The director of the Centers for Disease Control and Prevention pleaded with Americans in a briefing Monday to hold on “a little while longer,” saying she feels a sense of “impending doom” due to rising case numbers, increased travel and states opening up too quickly.
Dr. Rochelle Walensky held back tears as she spoke to reporters, highlighting the fact that case numbers were no longer stagnant but instead increasing. The U.S. is now reporting about 60,000 new cases per day, a 10% increase from the previous week, Walensky said.
“I'm going to reflect on the recurring feeling I have of impending doom,” Dr. Walensky said, becoming emotional.
“We have so much to look forward to, so much promise and potential of where we are, and so much reason for hope. But right now, I'm scared,” she added.
Walensky and other top public health officials have been warning for weeks that the country was at a critical point in the pandemic. As of early March, cases had stopped declining and instead leveled off, and experts warned that hospitalizations and deaths could soon follow suit.
“I know what it's like as a physician to stand in that patient room, gowned, gloved, masked, shielded — and to be the last person to touch someone else’s loved one because their loved one couldn’t be there,” Walensky said, recounting her time as chief of the Division of Infectious Diseases at Massachusetts General Hospital, before she was appointed to the CDC.
“I'm speaking today not necessarily as your CDC Director and not only as your CDC Director, but as a wife, as a mother, as a daughter, to ask you to just please hold on a little while longer,” she pleaded.
Members of the White House COVID-19 Response Team urged Americans to double down on public health measures: masking, distancing and limiting travel. They also repeated their reminders to get vaccinated as soon as possible, another measure that will slow cases and deaths.
Earlier Monday, the CDC published a study that found the Pfizer-BioNTech and Moderna vaccines are up to 90% effective in the real world and that one dose of either vaccine is up to 80% effective.

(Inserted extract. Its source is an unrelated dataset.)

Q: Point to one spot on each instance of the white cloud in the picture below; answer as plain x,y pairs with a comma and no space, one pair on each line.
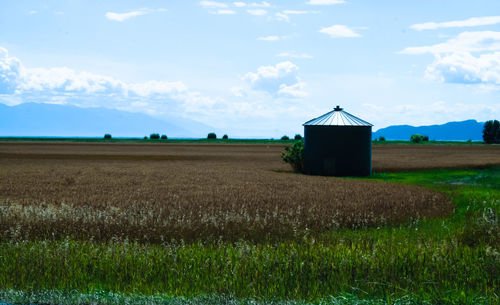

“It will be a race between the vaccine and what's going on with the dynamics of the outbreak,” said Dr. Anthony Fauci, the president’s chief medical adviser. “And we can win this by just hanging in there a bit longer.”
Health officials cited an uptick in travel and states’ loosening of restrictions as two reasons to worry amid rising cases.
For now, the CDC recommends that even vaccinated people avoid travel, and they say that anyone who does travel should get tested before and after, plus quarantine for at least a week.
“What we've seen over the last week or so is a steady rise in cases, we're now in the 60 to 70,000 range,” Dr. Walensky said. “I just worry that we will see the surges that we saw over the summer and over the winter again.”